IL CASO SCAGLIA: GLI EDITORIALI DI OGGI
Alcuni dei commenti a margine della sentenza di assoluzione di Silvio Scaglia
LA REPUBBLICA
L’Amaca di Michele Serra incita alla fiducia in noi stessi nonostante il «deficit di giustizia che ferisce la coscienza pubblica» portando come esempi quello drammatico di Lea Garofalo ed il caso di Silvio Scaglia. Il patron di Fastweb – commenta Serra – «ha affrontato con una serenità e una forza d’animo ammirevoli un anno di insensata reclusione preventiva». Due casi diversissimi – quello della testimone di giustizia assassinata nel 2009 e quello di Silvio Scaglia –, ma nei quali è «forte e limpida la risposta individuale». E c’è un lungo silenzio mediatico che si rompe spesso «soltanto dopo che le vittime hanno avuto la forza di resistere all’ingiustizia». In completa solitudine.
L’UNITÀ
In un lungo commento, il Prof. Umberto Veronesi, denuncia lo stato del nostro sistema carcerario punitivo che è «contro la civiltà e la scienza», argomentando anche con le prime parole che Silvio Scaglia ha pronunciato dopo la sentenza di assoluzione: per il carcerato, nelle celle, «c’è meno spazio di quello che le leggi prevedono per i maiali». Ma «se neppure la dignità viene rispettata – si chiede Veronesi – come si può solo pensare a una rieducazione?».
LIBERO
«Quanto costa una persona che come Silvio Scaglia è stata ingiustamente privata della propria libertà e rinchiusa in una cella su ordine della magistratura?» – si chiede Maurizio Belpietro –. Una cifra enorme per le casse pubbliche – scrive, «prossima al mezzo miliardo di euro». «Ma è il minore dei costi – sottolinea Belpietro – perché per capire quanto pesi sulle finanze italiane un anno di carcere ingiusto come quello patito da Silvio Scaglia, si debba andare più a fondo: Quanto costa in termini economici la giustizia ingiusta? Se uno degli imprenditori più ricchi del Paese può essere messo ingiustamente in carcere per un anno ed essere accusato di un reato inesistente, chi verrà più in Italia a far l’imprenditore?».
IL MESSAGGERO
Enrico Cisnetto, nella sua rubrica Miseria e Nobiltà, parla di Silvio Scaglia e degli stranieri che evitano l’Italia.

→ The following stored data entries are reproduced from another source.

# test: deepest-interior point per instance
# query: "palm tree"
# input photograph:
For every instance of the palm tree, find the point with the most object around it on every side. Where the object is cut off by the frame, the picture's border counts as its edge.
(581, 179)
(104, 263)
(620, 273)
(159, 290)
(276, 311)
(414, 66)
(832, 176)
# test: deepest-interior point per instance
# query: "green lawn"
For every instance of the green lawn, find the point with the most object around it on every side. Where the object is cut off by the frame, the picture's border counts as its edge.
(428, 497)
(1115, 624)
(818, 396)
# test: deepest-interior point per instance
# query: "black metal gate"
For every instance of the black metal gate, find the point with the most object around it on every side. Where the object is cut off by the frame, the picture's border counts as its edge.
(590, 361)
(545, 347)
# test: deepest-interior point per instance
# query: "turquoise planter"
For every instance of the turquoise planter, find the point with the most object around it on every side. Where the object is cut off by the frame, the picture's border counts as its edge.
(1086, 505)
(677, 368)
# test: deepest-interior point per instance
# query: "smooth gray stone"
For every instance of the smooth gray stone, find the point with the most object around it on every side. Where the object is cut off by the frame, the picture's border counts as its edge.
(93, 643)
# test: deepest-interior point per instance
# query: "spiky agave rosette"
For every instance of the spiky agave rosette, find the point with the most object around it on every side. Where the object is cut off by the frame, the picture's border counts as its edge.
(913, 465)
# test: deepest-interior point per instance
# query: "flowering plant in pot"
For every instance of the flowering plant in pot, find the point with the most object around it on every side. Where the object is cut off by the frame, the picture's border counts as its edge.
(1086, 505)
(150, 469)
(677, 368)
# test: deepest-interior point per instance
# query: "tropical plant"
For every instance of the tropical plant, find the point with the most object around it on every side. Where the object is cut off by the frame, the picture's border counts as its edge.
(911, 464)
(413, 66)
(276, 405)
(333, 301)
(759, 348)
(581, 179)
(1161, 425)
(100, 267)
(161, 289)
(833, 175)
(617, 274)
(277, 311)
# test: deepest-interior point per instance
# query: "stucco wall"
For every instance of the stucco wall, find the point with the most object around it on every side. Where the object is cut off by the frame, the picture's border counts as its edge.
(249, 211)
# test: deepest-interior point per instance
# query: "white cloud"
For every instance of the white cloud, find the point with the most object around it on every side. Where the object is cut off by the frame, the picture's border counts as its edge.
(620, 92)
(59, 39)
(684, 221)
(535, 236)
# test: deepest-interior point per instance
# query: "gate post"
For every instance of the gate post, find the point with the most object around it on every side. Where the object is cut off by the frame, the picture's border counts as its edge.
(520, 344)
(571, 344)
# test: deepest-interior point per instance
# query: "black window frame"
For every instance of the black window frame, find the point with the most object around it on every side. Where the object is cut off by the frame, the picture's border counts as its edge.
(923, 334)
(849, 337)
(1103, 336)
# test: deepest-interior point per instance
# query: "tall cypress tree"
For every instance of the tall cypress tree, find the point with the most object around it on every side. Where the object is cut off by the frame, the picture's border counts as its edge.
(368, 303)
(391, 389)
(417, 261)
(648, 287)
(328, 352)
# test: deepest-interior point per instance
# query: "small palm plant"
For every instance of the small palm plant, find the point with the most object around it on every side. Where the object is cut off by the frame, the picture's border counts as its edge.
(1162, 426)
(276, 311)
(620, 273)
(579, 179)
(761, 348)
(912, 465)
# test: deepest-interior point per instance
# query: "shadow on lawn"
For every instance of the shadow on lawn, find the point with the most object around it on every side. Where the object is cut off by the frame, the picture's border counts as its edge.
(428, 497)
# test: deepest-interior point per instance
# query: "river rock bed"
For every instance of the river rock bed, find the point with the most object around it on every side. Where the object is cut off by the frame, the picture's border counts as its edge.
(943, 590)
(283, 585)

La detenzione preventiva che Silvio Scaglia è stato costretto a subire nonostante non sussistesse alcuno dei tre motivi per comminarla (pericolo di fuga, reiterazione del reato e inquinamento delle prove, ndr) «rappresenta un’ingiustizia che non si cancella con la sentenza di assoluzione. Nel caso di Scaglia come in quello di tanti altri italiani – scrive Cisnetto – il problema non sta nella colpevolezza meno, quanto nell’utilizzo smodato della custodia cautelare, troppo spesso utilizzata come strumento di pressione per ottenere informazioni». La riforma della giustizia – spiega – non è un fatto tecnico ma un passaggio fondamentale per lavorare sulla competitività del sistema-Paese e sulla sua efficienza. «Scaglia – conclude Cisnetto – non ha mai smesso di credere nell’Italia e torna a pieno titolo protagonista del nostro capitalismo».